Normally, task_struct.seccomp.filter is only ever read or modified by
the task that owns it (current). This property aids in fast access
during system call filtering as read access is lockless.

Updating the pointer from another task, however, opens up race
conditions. To allow cross-thread filter pointer updates, writes to
the seccomp fields are now protected by the sighand spinlock (which
is unique to the thread group). Read access remains lockless because
pointer updates themselves are atomic. However, writes (or cloning)
often entail additional checking (like maximum instruction counts)
which require locking to perform safely.

In the case of cloning threads, the child is invisible to the system
until it enters the task list. To make sure a child can't be cloned from
a thread and left in a prior state, seccomp duplication is additionally
moved under the tasklist_lock. Then parent and child are certain have
the same seccomp state when they exit the lock.
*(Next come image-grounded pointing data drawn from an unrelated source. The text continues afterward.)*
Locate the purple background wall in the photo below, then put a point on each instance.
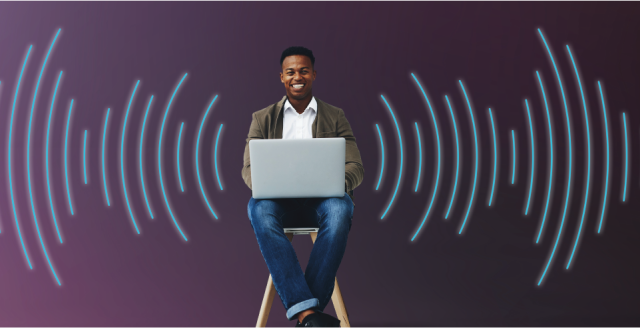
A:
(487, 276)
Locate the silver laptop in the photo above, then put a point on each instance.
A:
(297, 168)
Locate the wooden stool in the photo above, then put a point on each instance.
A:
(270, 292)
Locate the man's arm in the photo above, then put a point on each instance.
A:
(353, 169)
(255, 132)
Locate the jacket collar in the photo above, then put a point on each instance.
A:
(320, 112)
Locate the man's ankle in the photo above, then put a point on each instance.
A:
(304, 313)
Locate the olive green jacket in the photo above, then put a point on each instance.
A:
(330, 122)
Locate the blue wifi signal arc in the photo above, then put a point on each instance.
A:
(204, 196)
(435, 188)
(166, 201)
(122, 172)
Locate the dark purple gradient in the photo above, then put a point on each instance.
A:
(485, 277)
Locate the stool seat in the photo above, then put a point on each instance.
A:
(269, 294)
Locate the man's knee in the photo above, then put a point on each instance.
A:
(337, 213)
(262, 212)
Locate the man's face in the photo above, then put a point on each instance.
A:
(297, 71)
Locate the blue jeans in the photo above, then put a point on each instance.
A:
(312, 289)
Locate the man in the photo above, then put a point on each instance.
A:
(299, 115)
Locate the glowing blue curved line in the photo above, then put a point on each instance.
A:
(46, 161)
(215, 156)
(606, 186)
(533, 155)
(124, 184)
(495, 159)
(420, 154)
(401, 158)
(13, 204)
(104, 138)
(455, 128)
(586, 193)
(204, 196)
(626, 158)
(568, 191)
(144, 191)
(66, 167)
(84, 156)
(33, 209)
(160, 161)
(513, 172)
(435, 188)
(382, 160)
(544, 97)
(178, 157)
(475, 178)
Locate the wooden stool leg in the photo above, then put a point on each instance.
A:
(267, 300)
(336, 297)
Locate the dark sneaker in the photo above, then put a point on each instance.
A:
(318, 319)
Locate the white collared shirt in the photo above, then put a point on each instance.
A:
(298, 126)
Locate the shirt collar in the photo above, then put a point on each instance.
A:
(313, 104)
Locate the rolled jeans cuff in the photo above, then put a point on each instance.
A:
(304, 305)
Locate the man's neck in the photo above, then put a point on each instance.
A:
(300, 105)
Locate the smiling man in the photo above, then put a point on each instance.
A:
(300, 115)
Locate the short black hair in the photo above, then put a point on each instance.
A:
(291, 51)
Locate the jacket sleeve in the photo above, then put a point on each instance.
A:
(255, 132)
(353, 170)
Based on patches by Will Drewry and David Drysdale.

Signed-off-by: Kees Cook <[email protected]>
---
include/linux/seccomp.h | 6 +++---
kernel/fork.c | 40 ++++++++++++++++++++++++++++++++++++----
kernel/seccomp.c | 23 ++++++++++++++++-------
3 files changed, 55 insertions(+), 14 deletions(-)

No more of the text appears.